Development Policy02 Feb 2009Viera Malach

Switzerland is among the world’s richest countries, yet its government has been tight-fisted with development aid contributions. In 2008, parliament increased the aid budget, but many NGOs say it’s not enough.

Alamy / PSI Images

Swiss development assistance has always been focused on poverty reduction. Most of the country’s aid funding is directed to the poorest people and countries, as specified in the constitution. One of Switzerland’s foreign policy objectives is to ‘alleviate need and poverty in the world’. Other objectives include furthering the peaceful coexistence of nations, promoting respect for human rights, democracy and the rule of the law, as well as promoting Swiss economic interests abroad.

Since 2005, Swiss official development assistance (ODA) has been about 0.4% of its gross national income (GNI); in 2007 it was 0.37%. This is less than the average 0.46% for Organisation for Economic Cooperation Development (OECD) countries and is nowhere near the internationally agreed upon 0.7%. Furthermore, since 2003, spending for asylum seekers during their first year in Switzerland, as well as the nominal values of debt write-offs, have been included in the calculation of GNI percentage, which means that actual ODA is even lower.

Pressure to increase aid

NGOs have been protesting the falling ODA percentage. In the summer of 2007, the Swiss Alliance of Development Organizations, Alliance Sud, coordinated a coalition of 70 Swiss relief agencies, environmental protection bodies, youth and women’s organizations, trade unions and churches and launched the ‘0.7% – Together Against Poverty’ campaign.

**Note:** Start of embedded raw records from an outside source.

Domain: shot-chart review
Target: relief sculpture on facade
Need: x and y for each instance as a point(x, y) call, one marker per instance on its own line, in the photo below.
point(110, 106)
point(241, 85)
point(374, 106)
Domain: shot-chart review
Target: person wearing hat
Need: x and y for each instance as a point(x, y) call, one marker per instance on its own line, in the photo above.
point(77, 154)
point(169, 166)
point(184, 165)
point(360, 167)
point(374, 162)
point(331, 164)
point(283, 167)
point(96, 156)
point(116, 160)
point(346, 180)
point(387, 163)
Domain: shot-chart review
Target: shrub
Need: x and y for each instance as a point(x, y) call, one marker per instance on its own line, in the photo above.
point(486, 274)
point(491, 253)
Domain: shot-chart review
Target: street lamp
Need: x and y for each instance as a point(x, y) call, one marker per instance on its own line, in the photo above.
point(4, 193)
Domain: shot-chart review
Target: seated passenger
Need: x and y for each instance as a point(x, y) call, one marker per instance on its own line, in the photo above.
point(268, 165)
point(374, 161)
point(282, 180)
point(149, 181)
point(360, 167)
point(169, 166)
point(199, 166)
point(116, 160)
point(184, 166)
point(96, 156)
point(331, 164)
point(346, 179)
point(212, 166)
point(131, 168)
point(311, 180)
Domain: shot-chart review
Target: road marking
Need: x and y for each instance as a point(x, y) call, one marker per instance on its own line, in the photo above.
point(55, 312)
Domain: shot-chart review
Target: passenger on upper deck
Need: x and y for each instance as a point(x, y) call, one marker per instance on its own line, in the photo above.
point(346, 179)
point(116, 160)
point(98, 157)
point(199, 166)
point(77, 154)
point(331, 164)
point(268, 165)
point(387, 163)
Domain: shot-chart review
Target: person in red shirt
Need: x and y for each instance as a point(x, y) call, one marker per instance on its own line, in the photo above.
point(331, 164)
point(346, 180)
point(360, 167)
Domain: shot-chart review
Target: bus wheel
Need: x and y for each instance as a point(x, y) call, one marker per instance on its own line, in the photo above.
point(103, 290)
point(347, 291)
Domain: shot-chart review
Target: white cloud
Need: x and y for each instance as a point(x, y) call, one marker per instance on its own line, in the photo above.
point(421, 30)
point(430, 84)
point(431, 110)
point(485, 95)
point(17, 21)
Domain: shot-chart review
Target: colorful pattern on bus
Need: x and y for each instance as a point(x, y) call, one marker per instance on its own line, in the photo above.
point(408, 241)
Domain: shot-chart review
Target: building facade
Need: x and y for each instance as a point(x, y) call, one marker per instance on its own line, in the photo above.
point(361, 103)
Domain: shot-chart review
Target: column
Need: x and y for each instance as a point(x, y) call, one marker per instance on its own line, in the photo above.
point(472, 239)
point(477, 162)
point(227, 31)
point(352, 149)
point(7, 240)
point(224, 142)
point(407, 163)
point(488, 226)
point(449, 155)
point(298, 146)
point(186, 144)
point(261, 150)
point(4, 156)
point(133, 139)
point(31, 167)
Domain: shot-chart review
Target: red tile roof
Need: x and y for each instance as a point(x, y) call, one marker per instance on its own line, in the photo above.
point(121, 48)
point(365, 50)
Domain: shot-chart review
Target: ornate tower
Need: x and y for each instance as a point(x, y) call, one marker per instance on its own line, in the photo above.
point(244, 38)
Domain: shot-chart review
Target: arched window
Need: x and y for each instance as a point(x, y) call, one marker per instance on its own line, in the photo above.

In May 2008, the campaign delivered a petition with 201,000 signatures that called for an increase of Swiss aid contributions in accordance with the UN-Millennium Declaration of 2000 to parliament.

In March 2008, the Swiss Federal Council – the cabinet, which consists of seven ministers and is today dominated by a center-right austerity policy – decided to fix the allocation to ODA at 0.4%. The larger Chamber (Nationalrat) of the Federal Assembly initially agreed. But after the smaller Chamber (Ständerat) increased the budget, the Nationalrat decided, in early December, to gradually increase ODA to 0.5 % of GNI by 2015. How this increase will be financed has not yet been determined.

This was the first time that Parliament approved a budget larger than that proposed by the Federal Council. Alliance Sud was satisfied. In a press release, it stated that ‘until now the credit line was either accepted or reduced. This time, there was not a single motion for reduction. Both Chambers repeatedly cited the petition signatures as proof that a large portion of the population want to see more commitment by Switzerland to poverty reduction’.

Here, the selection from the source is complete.